Exploratory Data Analysis (EDA) is crucial for identifying outliers, understanding relationships between variables, and analyzing the structure of the data. It helps frame relevant questions, visualize results, and select the most suitable machine learning algorithm for the problem at hand. The goal is not to create fancy graphs but to derive meaningful insights.
In this article, you will explore the significance of Exploratory Data Analysis (EDA) through various exploratory data analysis examples. We will discuss practical EDA examples that illustrate how to analyze datasets effectively. One compelling exploratory data analysis example involves visualizing data relationships to uncover hidden insights. By the end, you will understand the importance of exploratory data analysis in enhancing your data-driven decision-making.
The dataset includes:
We begin by loading the data into a dataframe.
df = pd.read_csv("/kaggle/input/habermans-survival-data-set/haberman.csv")
df.shape
df.info()
The data has 305 rows and 4 columns with no NULL values. The columns do not have a heading/title, hence we provide a meaningful title to the columns in our dataset.
df.columns = ["age",'year','nodes','status']
df.describe()
This article was published as a part of the Data Science Blogathon.
A quick look at the count of records for the attributes “age” and “year”(when the operation was performed) gives us the following insights.
print(df["status"].value_counts())
print(df["year"].value_counts())
It is the simplest form of analyzing data, it uses only one variable hence the name, Univariate.
We would use Probability Density Function, Cumulative Distribution Function, Box Plots, and Violin Plots for our analysis
Probability Density Function
The probability density function(PDF) provides the probability of a random variable falling in the range of values.
We have plotted below the PDF of the age
Observations
PDF of Number of Nodes
Observations
We see that the data is overlapping but we can note that the survival rate is better in patients who have 0–2 nodes and the survival rate decreases as there is an increase in the number of nodes.
PDF of the year of operation
Observations
The data is overlapping but we can see that between 1963 and 1966 we have more survival data and between 1958–1961 we have more data on patients who died within 5 years of the operation.
It describes the probability that a random variable will be found at a value less than or equal to the point at which the CDF is calculated.
CDF of number of nodes
Observations
Observations
Box Plots
Help us in visualizing the distribution of data based on the quartiles and provide some indication of the data’s symmetry and skewness. Unlike many other methods of data display, boxplots show outliers.
Boxplot on Age
Observations
As we have noted before the data is overlapping to a great extent and hence we would not be able to draw an accurate conclusion on the basis of just the age of the patient.
Boxplot on Nodes
Observations
We can see that for the nodes attribute we have some outlier points.
The aim is to find patterns/relationships within the dataset using two attributes. It is useful in testing simple associations.
One plot which can be used for the analysis is the pair plot.
Pair plots are an easy way to visualize relationships within your data. A matrix of each variable associated with another variable is produced for our analysis.
Example of Pair Plots
Observations
Plot 2:- attributes:- age and year
The points are overlapping, due to which all points are not clearly visible on the plot, which makes it difficult to conclude.
Plot 3:- attributes:- age and nodes
The points are overlapping, due to which all points are not clearly visible on the plot, which makes it difficult to conclude. We can however see that patients with more number of nodes and high age are generally of status 2(who could not survive)
Plot 6:- attributes:- year and nodes
The points are overlapping, due to which all points are not clearly visible on the plot, which makes it difficult to conclude.
Contour plots can be used for multivariate analysis. They are used to represent a three-dimensional surface on a two-dimensional plane. One variable is represented on the horizontal axis and a second variable is represented on the vertical axis. The third variable is represented by a colour gradient.

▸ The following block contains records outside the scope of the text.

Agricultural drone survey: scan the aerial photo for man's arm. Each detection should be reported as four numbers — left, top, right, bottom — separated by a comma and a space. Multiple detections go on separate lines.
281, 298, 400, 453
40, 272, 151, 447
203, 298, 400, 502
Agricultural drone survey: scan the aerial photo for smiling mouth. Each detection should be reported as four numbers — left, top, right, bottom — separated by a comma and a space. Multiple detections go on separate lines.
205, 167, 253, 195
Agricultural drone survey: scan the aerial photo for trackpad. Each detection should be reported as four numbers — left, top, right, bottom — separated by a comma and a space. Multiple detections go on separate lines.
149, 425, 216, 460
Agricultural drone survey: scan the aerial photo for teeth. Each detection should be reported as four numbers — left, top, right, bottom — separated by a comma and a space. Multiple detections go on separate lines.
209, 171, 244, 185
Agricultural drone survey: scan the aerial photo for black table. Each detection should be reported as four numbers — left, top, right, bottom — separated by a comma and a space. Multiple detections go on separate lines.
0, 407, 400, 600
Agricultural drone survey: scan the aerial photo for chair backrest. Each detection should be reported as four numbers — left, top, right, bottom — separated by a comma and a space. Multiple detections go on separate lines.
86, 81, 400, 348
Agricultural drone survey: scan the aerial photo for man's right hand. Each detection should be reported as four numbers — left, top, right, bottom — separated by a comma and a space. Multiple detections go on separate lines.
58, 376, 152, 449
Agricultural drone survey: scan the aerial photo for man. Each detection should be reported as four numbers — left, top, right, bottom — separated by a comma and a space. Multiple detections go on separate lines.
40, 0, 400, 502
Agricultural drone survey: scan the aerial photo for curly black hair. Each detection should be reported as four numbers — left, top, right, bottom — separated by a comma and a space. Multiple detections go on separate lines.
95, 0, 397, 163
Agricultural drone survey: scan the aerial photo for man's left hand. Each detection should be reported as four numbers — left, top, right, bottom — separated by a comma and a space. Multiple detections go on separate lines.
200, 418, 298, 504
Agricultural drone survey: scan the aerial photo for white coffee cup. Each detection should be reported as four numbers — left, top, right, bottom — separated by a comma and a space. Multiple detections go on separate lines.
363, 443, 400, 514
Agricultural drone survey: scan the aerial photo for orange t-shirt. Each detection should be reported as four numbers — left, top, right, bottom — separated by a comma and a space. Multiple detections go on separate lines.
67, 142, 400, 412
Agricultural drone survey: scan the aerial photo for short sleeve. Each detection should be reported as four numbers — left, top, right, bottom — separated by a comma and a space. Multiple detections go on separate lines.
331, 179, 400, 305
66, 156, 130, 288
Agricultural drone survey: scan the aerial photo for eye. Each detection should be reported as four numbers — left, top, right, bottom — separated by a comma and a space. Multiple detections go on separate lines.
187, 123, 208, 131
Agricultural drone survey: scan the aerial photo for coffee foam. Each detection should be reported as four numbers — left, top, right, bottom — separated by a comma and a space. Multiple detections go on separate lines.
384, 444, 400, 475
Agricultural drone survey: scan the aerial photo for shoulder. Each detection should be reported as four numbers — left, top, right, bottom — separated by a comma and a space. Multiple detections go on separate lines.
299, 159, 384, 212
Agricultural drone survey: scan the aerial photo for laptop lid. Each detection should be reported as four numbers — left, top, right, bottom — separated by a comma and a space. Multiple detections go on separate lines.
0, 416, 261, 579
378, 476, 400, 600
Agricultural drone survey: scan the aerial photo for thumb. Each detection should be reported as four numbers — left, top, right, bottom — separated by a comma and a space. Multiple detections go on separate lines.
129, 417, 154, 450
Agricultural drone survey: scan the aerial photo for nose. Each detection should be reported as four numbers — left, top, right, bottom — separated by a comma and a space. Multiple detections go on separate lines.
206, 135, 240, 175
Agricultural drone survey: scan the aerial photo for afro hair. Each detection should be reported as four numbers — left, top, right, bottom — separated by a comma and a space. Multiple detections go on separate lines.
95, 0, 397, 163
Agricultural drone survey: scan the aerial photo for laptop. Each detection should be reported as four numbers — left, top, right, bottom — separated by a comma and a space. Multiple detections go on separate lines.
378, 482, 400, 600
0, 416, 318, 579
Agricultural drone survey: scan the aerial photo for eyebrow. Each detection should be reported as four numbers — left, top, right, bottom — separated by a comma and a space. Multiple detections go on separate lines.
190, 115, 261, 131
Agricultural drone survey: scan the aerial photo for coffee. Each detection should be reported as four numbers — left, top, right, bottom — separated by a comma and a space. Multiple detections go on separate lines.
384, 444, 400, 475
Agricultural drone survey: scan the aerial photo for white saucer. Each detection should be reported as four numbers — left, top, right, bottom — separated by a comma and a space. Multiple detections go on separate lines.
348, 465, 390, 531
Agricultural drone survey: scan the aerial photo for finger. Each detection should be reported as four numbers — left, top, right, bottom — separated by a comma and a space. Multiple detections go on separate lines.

A contour plot on attributes, age on the Y axis, year on the X-axis, and the third variable is status = 1(successful survival post 5 years of operation)
Observations
The patients who survived are mostly in the approximate age group of 45–55 within the years 1962–1964
A contour plot on attributes, age on the Y axis, year on the X-axis, and the third variable is status = 2(could not survive)
Observations
The patients who could not survive were in the approximate age group of 45–50 between the years 1962 and 1965
Hope you like the article! Exploratory Data Analysis (EDA) is essential in data science, providing numerous exploratory data analysis examples. For instance, analyzing a dataset can reveal trends and anomalies, showcasing various EDA examples. A practical exploratory data analysis example involves visualizing relationships between variables to uncover insights. Overall, understanding exploratory data analysis enhances decision-making in projects.
Hope you liked reading my article on Exploratory Data Analysis. Read the latest articles on our blog!